Distributions 2

Author

Josef Fruehwald

Published

February 9, 2023

── Attaching packages ─────────────────────────────────────── tidyverse 1.3.2 ──
✔ ggplot2 3.4.0     ✔ purrr   1.0.1
✔ tibble  3.1.8     ✔ dplyr   1.1.0
✔ tidyr   1.3.0     ✔ stringr 1.5.0
✔ readr   2.1.3     ✔ forcats 0.5.2
── Conflicts ────────────────────────────────────────── tidyverse_conflicts() ──
✖ dplyr::filter() masks stats::filter()
✖ dplyr::lag()    masks stats::lag()
emo <- read_csv("https://raw.githubusercontent.com/bodowinter/applied_statistics_book_data/master/warriner_2013_emotional_valence.csv")
Rows: 13915 Columns: 2
── Column specification ────────────────────────────────────────────────────────
Delimiter: ","
chr (1): Word
dbl (1): Val

ℹ Use `spec()` to retrieve the full column specification for this data.
ℹ Specify the column types or set `show_col_types = FALSE` to quiet this message.
um <- read_tsv("https://bit.ly/3JdeSbx")
Rows: 26060 Columns: 14
── Column specification ────────────────────────────────────────────────────────
Delimiter: "\t"
chr  (3): word, next_seg, idstring
dbl (11): start_time, end_time, vowel_start, vowel_end, nasal_start, nasal_e...

ℹ Use `spec()` to retrieve the full column specification for this data.
ℹ Specify the column types or set `show_col_types = FALSE` to quiet this message.

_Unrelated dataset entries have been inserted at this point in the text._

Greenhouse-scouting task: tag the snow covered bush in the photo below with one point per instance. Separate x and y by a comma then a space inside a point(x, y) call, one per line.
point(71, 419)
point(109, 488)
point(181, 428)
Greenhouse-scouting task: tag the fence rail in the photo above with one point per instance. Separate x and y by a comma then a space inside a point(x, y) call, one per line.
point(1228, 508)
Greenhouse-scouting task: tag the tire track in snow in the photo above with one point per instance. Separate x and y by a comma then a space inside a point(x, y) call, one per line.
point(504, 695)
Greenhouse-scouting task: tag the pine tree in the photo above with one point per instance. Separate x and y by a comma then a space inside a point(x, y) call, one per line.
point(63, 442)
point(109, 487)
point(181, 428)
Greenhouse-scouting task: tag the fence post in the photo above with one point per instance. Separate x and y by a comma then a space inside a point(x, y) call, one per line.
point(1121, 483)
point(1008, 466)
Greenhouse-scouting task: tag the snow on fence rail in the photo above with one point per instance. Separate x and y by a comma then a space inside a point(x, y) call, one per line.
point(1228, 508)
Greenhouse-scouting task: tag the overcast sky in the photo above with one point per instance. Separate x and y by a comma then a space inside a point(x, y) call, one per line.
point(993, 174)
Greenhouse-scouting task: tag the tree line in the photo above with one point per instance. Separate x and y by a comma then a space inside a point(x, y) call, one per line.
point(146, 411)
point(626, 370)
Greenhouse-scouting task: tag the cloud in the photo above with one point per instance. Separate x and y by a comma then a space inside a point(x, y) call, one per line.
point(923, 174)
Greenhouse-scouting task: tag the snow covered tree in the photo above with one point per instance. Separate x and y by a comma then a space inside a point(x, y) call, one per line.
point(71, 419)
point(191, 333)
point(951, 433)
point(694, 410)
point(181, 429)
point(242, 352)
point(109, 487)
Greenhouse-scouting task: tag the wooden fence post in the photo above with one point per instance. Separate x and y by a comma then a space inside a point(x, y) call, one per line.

Discrete Probability distributions

Our dice rolling experiment is an example of a discrete probability distribution. This code chunk plots the predicted probability of observing \(n\) ⚀ or ⚅ on 10 rolls.

## Define how many rolls
nrolls <- 10

## get the probability in a dataframe
tibble(
  ## possible observations
  observed = 0:nrolls,
  ## dbinom for the probability distribution
  prob = dbinom(
    ## possible observations
    x = observed,
    ## number of rolls
    size = nrolls,
    ## probability of success
    prob = 2/6
  )
) |> 
  ## the plotting code
  ggplot(aes(x = observed, y = prob))+
    geom_col()

If we have more rolls, the range of probability density, relative to the whole range of possible observations, decreases.

## Define how many rolls
nrolls <- 1000

## get the probability in a dataframe
tibble(
  ## possible observations
  observed = 0:nrolls,
  ## dbinom for the probability distribution
  prob = dbinom(
    ## possible observations
    x = observed,
    ## number of rolls
    size = nrolls,
    ## probability of success
    prob = 2/6
  )
) |> 
  ## the plotting code
  ggplot(aes(x = observed, y = prob))+
    geom_col()

We can simulate the experiment, varying the number of groups who rolled different number of n times. Increasing the number of groups rolling a die fills in the density distribution more, but only increasing the number of rolls per group narrows the density range.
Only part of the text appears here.